Wordless Wednesday....Soppin' the Beaters

Hamp helped to sop the beaters...


Wednesday, June 12, 2013

Wordless Wednesday...Holding up Traffic

Bringing home our new Allis Chambler 60 All Crop




Friday, June 7, 2013

The Feed Wagon

Knox is always looking for ways to drive any and everything that has wheels around the farm!

This is what he has been doing with the feed wagon when we get back from the pasture...


Anybody else have flashes of Forrest Gump???

Wednesday, June 5, 2013

Wordless Wednesday....Who is Number 6?

Hamp is telling us the names of all the different engines in Thomas and Friends.
Pay attention to the name of the number 6 engine...




Percy is engine Number 6.

Friday, May 31, 2013

Last Day of Pre-Pre School

Hamp went to school this year, be it only 3 days a week.   We enrolled him in the 3 year old class at First Baptist Church Preschool.  He loved it!  

We weren't sure how he was going to adjust but he was a pro!  Hamp has speech problems that make it hard for you to understand what he is trying to say.   It can be frustrating for him but he as learned to cope with making you understand what he is saying.   He started speech therapy going once a week.   As the school year went on, he started talking more and more.  The amazing thing was that you could understand what he was saying!  

Between his speech therapist, Ms.
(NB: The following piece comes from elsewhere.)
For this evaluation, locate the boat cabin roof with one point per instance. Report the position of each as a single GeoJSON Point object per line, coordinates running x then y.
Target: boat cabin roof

Jennifer and his 3 year old teacher, Mrs. Karen,  Hamp has become a chatter box!  Ms. Jennifer would give Hamp homework that we worked on at home and Mrs. Karen also worked on them at school.  All of this has made it easier to understand most of what he says now.  He has become more adventurous in trying more complex words and sentences.  From this we have found a little Einstein!  Hamp constantly tell us his numbers and letters.  Colors are his favorite way to describe everything he sees.

Every week Hamp would come home with new crafts that he had made.  Watching him learning how to write his letters as been fun!  I am amazed at his ability to go from tracing his name to actually being able to write it!  It's so amazing to watch him grow...

We will miss Hamp not being apart of the Pre School at First Baptist next year.  We are excited that he is so well prepared to start Pre-K at Big A Elementary.  We look forward to seeing how far he goes next year!

Hamp getting his hug from Mrs. Karen.

Wednesday, May 29, 2013

Wordless Wednesday....Grandmoma's Birthday!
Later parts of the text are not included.